Ciri-ciri situasi berbahasa ini tentu idealnya dapat diwujudkan melalui unsur-unsur kebahasaan. Salah satu contoh upaya penggambaran konteks berbahasa dalam kajian makna adalah lewat penggunaan kata ganti atau yang lazim dikenal dengan deiksis. Deiksis, antara lain menggambarkan unsur-unsur peristiwa berbahasa, seperti aspek waktu, ruang, dan objek berikut peristiwa yang dirujuk dalam penggunaan bahasa.
Tentu saja tidak semua unsur yang melekat pada situasi berbahasa dapat diwujudkan melalui unsur bahasa, kata atau kalimat. Untuk itu, peran nirlinguistik, aspek-aspek di luar bahasa perlu diperhitungkan dalam kajian makna bahasa.

SEMANTIK LEKSIKAL, HUBUNGAN MAKNA, MEDAN MAKNA DAN KOMPONEN MAKNA
Semantik Leksikal

Makna bahasa sebagaimana terungkap dalam uraian di atas dipengaruhi sekurang-kurangnya oleh hubungan antara bahasa dengan (1) objek atau (2) peristiwa di luar bahasa atau oleh hubungan di antara unsur bahasa dalam suatu sistem bahasa. Kajian makna bahasa yang lebih memusatkan pada peran unsur bahasa atau kata dalam kaitannya dengan kata lain dalam suatu bahasa lazim disebut sebagai semantik leksikal.
Kajian makna dalam semantik leksikal lebih mendasarkan pada peran makna kata dan hubungan makna yang terjadi antarkata dalam suatu bahasa. Hubungan makna antar kata baik yang bersifat sintagmatik dan paradigmatik kerap digunakan untuk menjawab permasalahan makna kata. Kajian makna kata dalam konteks ini pada gilirannya tentu dapat menjawab permasalahan makna kalimat. Sebab sebagaimana kerap dikemukakan oleh ahli semantik bahwa makna kalimat bergantung pada makna kata yang tercakup dalam kalimat tempat kata itu terangkai. Peran kajian makna kata berdasarkan hubungan makna ini terasa penting mengingat tidak semua makna kata dapat dijelaskan oleh keterkaitannya dengan objek yang digambarkan oleh kata itu. Makna kata-kata yang bersifat abstrak, misalnya hanya mungkin dapat dijelaskan maknanya oleh hubungan makna antarkata dalam suatu bahasa.

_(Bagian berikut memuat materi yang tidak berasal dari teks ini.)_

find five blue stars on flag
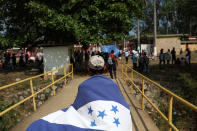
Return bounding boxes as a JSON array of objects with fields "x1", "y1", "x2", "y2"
[{"x1": 88, "y1": 105, "x2": 120, "y2": 127}]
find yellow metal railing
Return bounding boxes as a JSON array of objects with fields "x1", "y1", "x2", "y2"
[
  {"x1": 121, "y1": 64, "x2": 197, "y2": 131},
  {"x1": 0, "y1": 64, "x2": 73, "y2": 117}
]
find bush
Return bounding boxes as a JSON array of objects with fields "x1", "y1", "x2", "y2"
[
  {"x1": 177, "y1": 73, "x2": 197, "y2": 105},
  {"x1": 0, "y1": 102, "x2": 20, "y2": 131}
]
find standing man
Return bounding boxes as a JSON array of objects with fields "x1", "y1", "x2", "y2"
[
  {"x1": 108, "y1": 50, "x2": 118, "y2": 79},
  {"x1": 186, "y1": 48, "x2": 191, "y2": 64},
  {"x1": 85, "y1": 51, "x2": 90, "y2": 69},
  {"x1": 12, "y1": 53, "x2": 16, "y2": 69},
  {"x1": 125, "y1": 50, "x2": 129, "y2": 64},
  {"x1": 25, "y1": 52, "x2": 29, "y2": 65},
  {"x1": 171, "y1": 47, "x2": 176, "y2": 64},
  {"x1": 143, "y1": 52, "x2": 149, "y2": 74},
  {"x1": 132, "y1": 50, "x2": 138, "y2": 70},
  {"x1": 165, "y1": 49, "x2": 171, "y2": 65},
  {"x1": 159, "y1": 49, "x2": 165, "y2": 68}
]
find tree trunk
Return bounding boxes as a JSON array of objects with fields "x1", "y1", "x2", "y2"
[
  {"x1": 166, "y1": 14, "x2": 169, "y2": 34},
  {"x1": 189, "y1": 16, "x2": 192, "y2": 35}
]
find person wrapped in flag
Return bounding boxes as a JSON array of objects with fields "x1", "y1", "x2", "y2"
[{"x1": 27, "y1": 55, "x2": 132, "y2": 131}]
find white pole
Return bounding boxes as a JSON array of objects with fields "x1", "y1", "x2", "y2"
[
  {"x1": 124, "y1": 38, "x2": 125, "y2": 51},
  {"x1": 137, "y1": 19, "x2": 141, "y2": 52},
  {"x1": 153, "y1": 0, "x2": 157, "y2": 56}
]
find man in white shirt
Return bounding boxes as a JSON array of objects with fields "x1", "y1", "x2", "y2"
[{"x1": 125, "y1": 50, "x2": 130, "y2": 64}]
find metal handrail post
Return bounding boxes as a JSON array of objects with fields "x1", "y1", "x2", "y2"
[
  {"x1": 142, "y1": 78, "x2": 145, "y2": 110},
  {"x1": 130, "y1": 69, "x2": 133, "y2": 95},
  {"x1": 131, "y1": 69, "x2": 133, "y2": 82},
  {"x1": 72, "y1": 64, "x2": 74, "y2": 80},
  {"x1": 125, "y1": 65, "x2": 127, "y2": 82},
  {"x1": 64, "y1": 66, "x2": 67, "y2": 88},
  {"x1": 51, "y1": 70, "x2": 56, "y2": 96},
  {"x1": 121, "y1": 64, "x2": 123, "y2": 79},
  {"x1": 168, "y1": 96, "x2": 173, "y2": 131},
  {"x1": 30, "y1": 79, "x2": 36, "y2": 111}
]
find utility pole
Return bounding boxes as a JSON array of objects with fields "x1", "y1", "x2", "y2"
[
  {"x1": 153, "y1": 0, "x2": 157, "y2": 56},
  {"x1": 123, "y1": 37, "x2": 125, "y2": 50},
  {"x1": 137, "y1": 19, "x2": 140, "y2": 52}
]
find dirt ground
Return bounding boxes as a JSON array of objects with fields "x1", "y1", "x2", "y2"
[{"x1": 0, "y1": 68, "x2": 40, "y2": 87}]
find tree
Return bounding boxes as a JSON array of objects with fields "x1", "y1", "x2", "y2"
[
  {"x1": 0, "y1": 0, "x2": 143, "y2": 48},
  {"x1": 141, "y1": 0, "x2": 197, "y2": 36}
]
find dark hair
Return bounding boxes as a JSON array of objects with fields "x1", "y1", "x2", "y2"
[
  {"x1": 111, "y1": 50, "x2": 114, "y2": 53},
  {"x1": 89, "y1": 68, "x2": 104, "y2": 75},
  {"x1": 160, "y1": 49, "x2": 163, "y2": 53}
]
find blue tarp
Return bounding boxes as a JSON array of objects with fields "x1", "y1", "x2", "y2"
[{"x1": 101, "y1": 45, "x2": 120, "y2": 57}]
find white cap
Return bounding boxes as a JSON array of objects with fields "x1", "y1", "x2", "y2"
[{"x1": 88, "y1": 55, "x2": 105, "y2": 70}]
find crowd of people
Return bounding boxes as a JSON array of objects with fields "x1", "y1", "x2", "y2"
[
  {"x1": 71, "y1": 50, "x2": 118, "y2": 79},
  {"x1": 121, "y1": 47, "x2": 192, "y2": 75},
  {"x1": 1, "y1": 46, "x2": 192, "y2": 77},
  {"x1": 0, "y1": 49, "x2": 43, "y2": 71},
  {"x1": 159, "y1": 47, "x2": 191, "y2": 67},
  {"x1": 123, "y1": 50, "x2": 149, "y2": 75},
  {"x1": 72, "y1": 47, "x2": 193, "y2": 78}
]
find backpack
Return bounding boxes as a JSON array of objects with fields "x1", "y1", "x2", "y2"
[
  {"x1": 144, "y1": 56, "x2": 149, "y2": 65},
  {"x1": 108, "y1": 56, "x2": 113, "y2": 65}
]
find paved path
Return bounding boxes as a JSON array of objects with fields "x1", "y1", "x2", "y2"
[
  {"x1": 11, "y1": 75, "x2": 159, "y2": 131},
  {"x1": 11, "y1": 76, "x2": 89, "y2": 131}
]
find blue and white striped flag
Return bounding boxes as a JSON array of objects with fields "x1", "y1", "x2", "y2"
[{"x1": 27, "y1": 75, "x2": 132, "y2": 131}]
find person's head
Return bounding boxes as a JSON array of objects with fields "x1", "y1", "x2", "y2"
[
  {"x1": 168, "y1": 49, "x2": 170, "y2": 52},
  {"x1": 88, "y1": 55, "x2": 105, "y2": 75},
  {"x1": 144, "y1": 52, "x2": 147, "y2": 56},
  {"x1": 111, "y1": 50, "x2": 114, "y2": 54},
  {"x1": 160, "y1": 49, "x2": 163, "y2": 53},
  {"x1": 173, "y1": 47, "x2": 175, "y2": 50}
]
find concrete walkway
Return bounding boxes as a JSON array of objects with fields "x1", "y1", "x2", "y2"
[
  {"x1": 11, "y1": 76, "x2": 89, "y2": 131},
  {"x1": 11, "y1": 75, "x2": 159, "y2": 131}
]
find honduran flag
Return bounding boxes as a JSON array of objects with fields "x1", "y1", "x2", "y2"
[{"x1": 27, "y1": 75, "x2": 132, "y2": 131}]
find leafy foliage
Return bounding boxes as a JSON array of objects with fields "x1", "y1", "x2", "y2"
[
  {"x1": 0, "y1": 0, "x2": 143, "y2": 48},
  {"x1": 177, "y1": 73, "x2": 197, "y2": 105},
  {"x1": 0, "y1": 101, "x2": 20, "y2": 131}
]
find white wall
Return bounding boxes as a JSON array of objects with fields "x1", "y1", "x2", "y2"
[
  {"x1": 43, "y1": 46, "x2": 73, "y2": 75},
  {"x1": 140, "y1": 44, "x2": 152, "y2": 55}
]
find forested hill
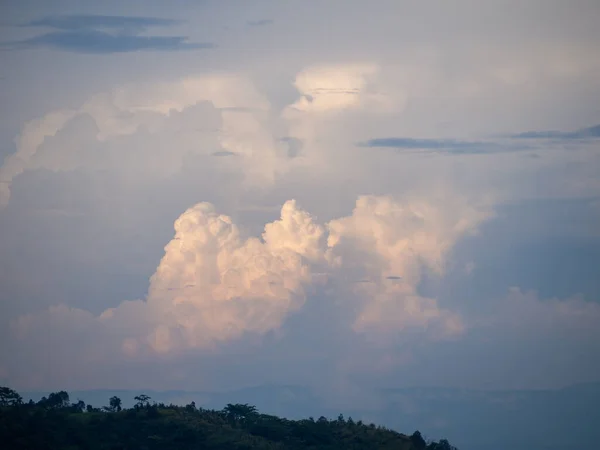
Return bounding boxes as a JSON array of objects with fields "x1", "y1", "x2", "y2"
[{"x1": 0, "y1": 386, "x2": 457, "y2": 450}]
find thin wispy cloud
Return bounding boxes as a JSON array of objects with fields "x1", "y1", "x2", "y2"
[
  {"x1": 362, "y1": 123, "x2": 600, "y2": 156},
  {"x1": 13, "y1": 31, "x2": 214, "y2": 54},
  {"x1": 510, "y1": 124, "x2": 600, "y2": 140},
  {"x1": 212, "y1": 150, "x2": 237, "y2": 157},
  {"x1": 24, "y1": 15, "x2": 183, "y2": 32},
  {"x1": 4, "y1": 14, "x2": 214, "y2": 54},
  {"x1": 359, "y1": 137, "x2": 523, "y2": 155}
]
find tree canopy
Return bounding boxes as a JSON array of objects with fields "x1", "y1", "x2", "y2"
[{"x1": 0, "y1": 386, "x2": 458, "y2": 450}]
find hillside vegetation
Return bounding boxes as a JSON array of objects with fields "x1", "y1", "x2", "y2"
[{"x1": 0, "y1": 386, "x2": 457, "y2": 450}]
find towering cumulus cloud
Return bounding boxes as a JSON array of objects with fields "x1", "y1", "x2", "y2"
[
  {"x1": 138, "y1": 200, "x2": 325, "y2": 353},
  {"x1": 8, "y1": 193, "x2": 490, "y2": 373}
]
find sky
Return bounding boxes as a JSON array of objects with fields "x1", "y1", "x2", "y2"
[{"x1": 0, "y1": 0, "x2": 599, "y2": 396}]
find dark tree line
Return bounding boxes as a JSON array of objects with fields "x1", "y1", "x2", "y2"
[{"x1": 0, "y1": 386, "x2": 458, "y2": 450}]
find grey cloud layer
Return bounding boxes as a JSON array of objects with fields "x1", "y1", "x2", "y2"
[
  {"x1": 15, "y1": 31, "x2": 214, "y2": 54},
  {"x1": 361, "y1": 123, "x2": 600, "y2": 155},
  {"x1": 360, "y1": 138, "x2": 517, "y2": 155},
  {"x1": 5, "y1": 14, "x2": 214, "y2": 53},
  {"x1": 24, "y1": 15, "x2": 183, "y2": 31},
  {"x1": 510, "y1": 123, "x2": 600, "y2": 140}
]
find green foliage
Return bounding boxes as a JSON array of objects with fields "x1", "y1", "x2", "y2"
[
  {"x1": 37, "y1": 391, "x2": 70, "y2": 409},
  {"x1": 133, "y1": 394, "x2": 152, "y2": 409},
  {"x1": 410, "y1": 430, "x2": 427, "y2": 450},
  {"x1": 71, "y1": 400, "x2": 86, "y2": 413},
  {"x1": 0, "y1": 387, "x2": 22, "y2": 406},
  {"x1": 0, "y1": 386, "x2": 458, "y2": 450},
  {"x1": 223, "y1": 403, "x2": 259, "y2": 423},
  {"x1": 107, "y1": 396, "x2": 122, "y2": 413}
]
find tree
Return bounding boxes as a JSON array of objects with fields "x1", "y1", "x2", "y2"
[
  {"x1": 134, "y1": 394, "x2": 151, "y2": 409},
  {"x1": 411, "y1": 430, "x2": 427, "y2": 450},
  {"x1": 38, "y1": 391, "x2": 70, "y2": 409},
  {"x1": 0, "y1": 386, "x2": 22, "y2": 406},
  {"x1": 185, "y1": 401, "x2": 196, "y2": 412},
  {"x1": 223, "y1": 403, "x2": 258, "y2": 422},
  {"x1": 426, "y1": 438, "x2": 457, "y2": 450},
  {"x1": 108, "y1": 396, "x2": 122, "y2": 412},
  {"x1": 0, "y1": 386, "x2": 460, "y2": 450},
  {"x1": 71, "y1": 400, "x2": 86, "y2": 412}
]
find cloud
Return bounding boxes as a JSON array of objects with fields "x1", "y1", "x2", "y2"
[
  {"x1": 278, "y1": 64, "x2": 405, "y2": 173},
  {"x1": 0, "y1": 75, "x2": 289, "y2": 209},
  {"x1": 497, "y1": 287, "x2": 600, "y2": 334},
  {"x1": 0, "y1": 109, "x2": 77, "y2": 208},
  {"x1": 283, "y1": 64, "x2": 393, "y2": 116},
  {"x1": 360, "y1": 137, "x2": 514, "y2": 155},
  {"x1": 360, "y1": 122, "x2": 600, "y2": 154},
  {"x1": 24, "y1": 15, "x2": 182, "y2": 32},
  {"x1": 137, "y1": 199, "x2": 325, "y2": 352},
  {"x1": 510, "y1": 123, "x2": 600, "y2": 140},
  {"x1": 5, "y1": 14, "x2": 214, "y2": 54},
  {"x1": 278, "y1": 137, "x2": 304, "y2": 158},
  {"x1": 5, "y1": 193, "x2": 488, "y2": 378},
  {"x1": 13, "y1": 31, "x2": 214, "y2": 54},
  {"x1": 326, "y1": 195, "x2": 492, "y2": 340},
  {"x1": 2, "y1": 2, "x2": 600, "y2": 396},
  {"x1": 3, "y1": 200, "x2": 326, "y2": 378},
  {"x1": 212, "y1": 150, "x2": 237, "y2": 157}
]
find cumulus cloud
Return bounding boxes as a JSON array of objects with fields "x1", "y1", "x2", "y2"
[
  {"x1": 139, "y1": 200, "x2": 325, "y2": 352},
  {"x1": 0, "y1": 62, "x2": 434, "y2": 215},
  {"x1": 326, "y1": 195, "x2": 491, "y2": 339},
  {"x1": 4, "y1": 55, "x2": 597, "y2": 213},
  {"x1": 0, "y1": 110, "x2": 77, "y2": 208},
  {"x1": 7, "y1": 200, "x2": 327, "y2": 361},
  {"x1": 284, "y1": 64, "x2": 386, "y2": 115},
  {"x1": 0, "y1": 75, "x2": 289, "y2": 209},
  {"x1": 274, "y1": 63, "x2": 409, "y2": 177},
  {"x1": 6, "y1": 192, "x2": 489, "y2": 379}
]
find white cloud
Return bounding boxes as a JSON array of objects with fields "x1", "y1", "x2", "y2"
[
  {"x1": 6, "y1": 192, "x2": 489, "y2": 376},
  {"x1": 0, "y1": 75, "x2": 290, "y2": 209},
  {"x1": 139, "y1": 200, "x2": 322, "y2": 352},
  {"x1": 326, "y1": 195, "x2": 491, "y2": 339},
  {"x1": 3, "y1": 52, "x2": 599, "y2": 213},
  {"x1": 285, "y1": 64, "x2": 391, "y2": 115},
  {"x1": 0, "y1": 110, "x2": 77, "y2": 208}
]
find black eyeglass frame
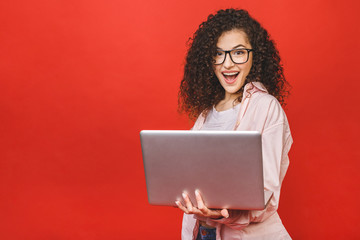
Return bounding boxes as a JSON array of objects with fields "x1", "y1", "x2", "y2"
[{"x1": 213, "y1": 48, "x2": 254, "y2": 65}]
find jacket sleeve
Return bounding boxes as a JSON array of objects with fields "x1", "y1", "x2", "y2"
[{"x1": 199, "y1": 99, "x2": 293, "y2": 230}]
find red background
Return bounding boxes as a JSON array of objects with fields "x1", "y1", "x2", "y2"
[{"x1": 1, "y1": 0, "x2": 360, "y2": 239}]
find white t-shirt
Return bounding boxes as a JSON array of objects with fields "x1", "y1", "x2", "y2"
[{"x1": 201, "y1": 103, "x2": 241, "y2": 131}]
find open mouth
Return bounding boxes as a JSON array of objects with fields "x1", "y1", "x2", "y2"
[{"x1": 222, "y1": 72, "x2": 239, "y2": 84}]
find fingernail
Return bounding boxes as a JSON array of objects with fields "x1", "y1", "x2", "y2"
[
  {"x1": 182, "y1": 192, "x2": 187, "y2": 198},
  {"x1": 175, "y1": 201, "x2": 180, "y2": 206},
  {"x1": 195, "y1": 190, "x2": 200, "y2": 196}
]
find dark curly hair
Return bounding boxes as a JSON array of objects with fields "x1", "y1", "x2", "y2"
[{"x1": 179, "y1": 8, "x2": 290, "y2": 119}]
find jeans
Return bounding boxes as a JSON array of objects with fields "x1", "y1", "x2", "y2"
[{"x1": 197, "y1": 226, "x2": 216, "y2": 240}]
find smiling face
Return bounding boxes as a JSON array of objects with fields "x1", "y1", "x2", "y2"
[{"x1": 213, "y1": 29, "x2": 253, "y2": 101}]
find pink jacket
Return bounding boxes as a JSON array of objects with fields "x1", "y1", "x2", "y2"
[{"x1": 181, "y1": 82, "x2": 293, "y2": 240}]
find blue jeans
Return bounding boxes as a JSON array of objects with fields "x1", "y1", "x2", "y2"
[{"x1": 197, "y1": 226, "x2": 216, "y2": 240}]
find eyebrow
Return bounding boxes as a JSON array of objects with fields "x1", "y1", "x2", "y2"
[{"x1": 217, "y1": 44, "x2": 247, "y2": 50}]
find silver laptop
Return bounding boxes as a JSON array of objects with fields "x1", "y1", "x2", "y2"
[{"x1": 140, "y1": 130, "x2": 273, "y2": 210}]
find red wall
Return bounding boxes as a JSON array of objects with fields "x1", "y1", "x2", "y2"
[{"x1": 1, "y1": 0, "x2": 359, "y2": 239}]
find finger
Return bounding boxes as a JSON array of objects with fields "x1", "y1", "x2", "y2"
[
  {"x1": 182, "y1": 192, "x2": 194, "y2": 212},
  {"x1": 177, "y1": 197, "x2": 202, "y2": 215},
  {"x1": 195, "y1": 190, "x2": 210, "y2": 215},
  {"x1": 175, "y1": 200, "x2": 189, "y2": 214},
  {"x1": 221, "y1": 209, "x2": 229, "y2": 218}
]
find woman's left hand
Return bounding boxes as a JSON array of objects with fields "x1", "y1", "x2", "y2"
[{"x1": 175, "y1": 190, "x2": 229, "y2": 219}]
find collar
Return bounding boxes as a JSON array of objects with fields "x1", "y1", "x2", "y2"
[{"x1": 243, "y1": 81, "x2": 268, "y2": 96}]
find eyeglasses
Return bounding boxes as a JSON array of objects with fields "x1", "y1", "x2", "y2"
[{"x1": 213, "y1": 48, "x2": 253, "y2": 65}]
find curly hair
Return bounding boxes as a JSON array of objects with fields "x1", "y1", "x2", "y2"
[{"x1": 178, "y1": 8, "x2": 290, "y2": 119}]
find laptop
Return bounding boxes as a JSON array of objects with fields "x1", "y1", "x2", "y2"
[{"x1": 140, "y1": 130, "x2": 273, "y2": 210}]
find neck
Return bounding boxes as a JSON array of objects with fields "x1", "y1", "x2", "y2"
[
  {"x1": 215, "y1": 92, "x2": 241, "y2": 112},
  {"x1": 224, "y1": 91, "x2": 241, "y2": 102}
]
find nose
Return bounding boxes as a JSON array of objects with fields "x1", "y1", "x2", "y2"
[{"x1": 223, "y1": 52, "x2": 235, "y2": 69}]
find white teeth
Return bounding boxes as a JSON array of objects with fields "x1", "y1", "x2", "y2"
[{"x1": 223, "y1": 72, "x2": 238, "y2": 76}]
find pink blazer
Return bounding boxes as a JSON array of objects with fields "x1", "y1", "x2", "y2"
[{"x1": 181, "y1": 82, "x2": 293, "y2": 240}]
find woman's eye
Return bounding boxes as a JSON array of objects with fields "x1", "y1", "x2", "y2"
[
  {"x1": 216, "y1": 51, "x2": 224, "y2": 56},
  {"x1": 233, "y1": 50, "x2": 246, "y2": 55}
]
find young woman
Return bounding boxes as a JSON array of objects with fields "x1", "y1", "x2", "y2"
[{"x1": 176, "y1": 9, "x2": 293, "y2": 240}]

Medan Makna dan Komponen Makna
Makna bahasa terutama makna kata dapat kita petakan menurut komponennya. Pandangan seperti ini, tampak dalam teori medan makna yang menyatakan bahwa kosakata dalam suatu bahasa terbentuk dalam kelompok-kelompok kata yang menunjuk kepada lingkup makna tertentu, misalnya perkakas dapur atau nama-nama warna. Dalam suatu medan makna, antara kata yang satu dengan kata lainnya menunjukkan hubungan makna yang dapat dikelompokkan ke dalam 2 golongan. Pertama golongan kolokasi yang menggambarkan hubungan sintagmatik antara kata-kata yang terdapat dalam suatu bidang tertentu atau medan tertentu. Kedua golongan ‘set’ yang cenderung menggambarkan hubungan paradigmatik antarkata dalam suatu bidang tertentu.
Untuk menggambarkan hubungan antar kata dalam suatu bidang tertentu dapat diungkapkan melalui komponen makna yang tercakup dalam kata-kata dalam suatu bidang tertentu. Komponen makna menunjukkan bahwa setiap kata maknanya terbentuk dari beberapa unsur atau komponen. Misalnya, kata-kata yang menggambarkan kekerabatan, seperti ‘ayah’, “ibu’, ‘adik’. ‘kakak’ dapat kita lihat komponen maknanya dalam diagram berikut.

Selain untuk menunjukkan hubungan makna antarkata, komponen makna juga berguna, antara lain untuk perumusan makna dalam kamus dan untuk menentukan apakah kalimat yang digunakan dapat diterima atau tidak secara semantik. Tentu saja untuk mengungkapkan komponen makna tersebut perlu dilakukan melalui analisis yang lazim dikenal sebagai analisis komponen makna. Analisis ini dalam kajian semantik leksikal tentu cukup menonjol mengingat manfaatnya yang cukup beragam dalam mengkaji makna kata dan hubungan makna antarkata dalam suatu bahasa.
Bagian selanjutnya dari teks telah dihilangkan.